Будущие русские баптисты участвовали в живой народной культуре религиозного поиска начала XX века, участвуя в групповых чтениях, обсуждениях и паломничествах по монастырям. Бренда Миан обратила внимание на то, что в поздний период Российской империи началось «возрождение созерцания», подстегиваемое на низовом уровне обилием изданий житий святых и прочей духовной литературы [Meehan 1993: 85, 88]. Вера Шевцов предположила, что в Вологодской губернии «стремление набожных крестьян получить духовное руководство было характерной чертой народного православия» и что деревенские верующие были готовы уделить значительную часть своего свободного времени слушанию дидактических религиозных книг. К тому же, заключает она, мораль, содержавшаяся в наиболее популярной религиозной литературе, такой как жития святых и брошюры о духовных предметах, подчеркивала важность личного пути к вере и спасению, а не посредничества Церкви [Shevzov 1994: 629]; см. также [607, 658, 674, 701–702].
Илл. 2. Баптисты дома, нач. XX в. Источник: [Ясевич-Бородаевская 1912]

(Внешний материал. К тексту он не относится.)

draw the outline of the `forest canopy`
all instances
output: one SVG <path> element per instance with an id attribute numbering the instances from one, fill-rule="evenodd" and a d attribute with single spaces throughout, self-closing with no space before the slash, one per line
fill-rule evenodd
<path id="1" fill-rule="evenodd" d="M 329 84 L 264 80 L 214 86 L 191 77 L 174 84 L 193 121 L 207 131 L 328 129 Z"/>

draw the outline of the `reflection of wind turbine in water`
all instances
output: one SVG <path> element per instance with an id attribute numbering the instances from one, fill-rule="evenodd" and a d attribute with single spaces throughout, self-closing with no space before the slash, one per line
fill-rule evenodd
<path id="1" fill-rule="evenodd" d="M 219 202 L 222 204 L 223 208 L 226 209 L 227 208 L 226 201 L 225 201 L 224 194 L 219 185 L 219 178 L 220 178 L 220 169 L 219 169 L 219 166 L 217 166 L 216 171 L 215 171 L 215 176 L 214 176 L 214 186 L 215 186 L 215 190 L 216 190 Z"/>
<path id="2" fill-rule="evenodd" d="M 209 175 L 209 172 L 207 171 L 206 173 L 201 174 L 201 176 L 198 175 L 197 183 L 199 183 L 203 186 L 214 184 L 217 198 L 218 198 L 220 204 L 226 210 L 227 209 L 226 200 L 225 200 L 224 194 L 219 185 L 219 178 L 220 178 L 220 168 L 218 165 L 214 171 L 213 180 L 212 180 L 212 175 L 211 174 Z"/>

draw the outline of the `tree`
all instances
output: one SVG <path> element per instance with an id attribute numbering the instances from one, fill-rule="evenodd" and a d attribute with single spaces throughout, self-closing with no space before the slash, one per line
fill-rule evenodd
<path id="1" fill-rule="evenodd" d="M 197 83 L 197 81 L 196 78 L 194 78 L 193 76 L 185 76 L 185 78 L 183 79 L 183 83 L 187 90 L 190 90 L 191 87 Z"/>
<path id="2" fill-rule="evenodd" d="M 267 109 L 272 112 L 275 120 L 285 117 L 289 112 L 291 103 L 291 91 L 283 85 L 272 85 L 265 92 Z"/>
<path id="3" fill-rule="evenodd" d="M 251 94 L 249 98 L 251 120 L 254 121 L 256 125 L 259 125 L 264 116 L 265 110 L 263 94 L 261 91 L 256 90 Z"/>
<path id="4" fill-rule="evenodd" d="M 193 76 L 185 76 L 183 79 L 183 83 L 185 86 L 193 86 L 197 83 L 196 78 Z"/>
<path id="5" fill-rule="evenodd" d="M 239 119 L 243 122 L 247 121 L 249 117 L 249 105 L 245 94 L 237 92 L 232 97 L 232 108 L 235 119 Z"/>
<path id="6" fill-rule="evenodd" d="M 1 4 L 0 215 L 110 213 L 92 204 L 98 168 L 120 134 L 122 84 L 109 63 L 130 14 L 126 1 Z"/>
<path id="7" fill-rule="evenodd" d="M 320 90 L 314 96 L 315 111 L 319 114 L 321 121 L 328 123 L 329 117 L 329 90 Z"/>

Сами баптисты-автобиографы, как и исследователи русской народной культуры того времени, единодушно отмечают всеобщее стремление к личному спасению. В статье 1913 г. о духовных путях русских сектантов, напечатанной в «Миссионерском обозрении», Георгий Чайкин утверждал, что такое стремление коренилось в условиях жизни русского населения: «При полном отсутствии всякой свободы и самобытности в жизни гражданской и общественной нашему простолюдину естественно было пытаться вознаградить себя самобытностью в жизни духовной, самостоятельностью в области мысли и чувства». Протестантские идеи, согласно Чайкину, находили отклик у людей лишь потому, что они являлись «прямым ответом на существовавшие в действительности духовные запросы народа». В самом деле, заключает он, многие из обратившихся в сектантство прежде были образцовыми по своему усердному благочестию православными христианами [Чайкин 1913: 35–38, 395–396][61]. Баптистские рассказы об обращении косвенно свидетельствуют, что русское баптистское движение выросло из идеалистической культуры активного религиозного поиска, тогда как образ жизни православного духовенства, неспособного дать духовным искателям уверенность в спасении, разочаровывал последних.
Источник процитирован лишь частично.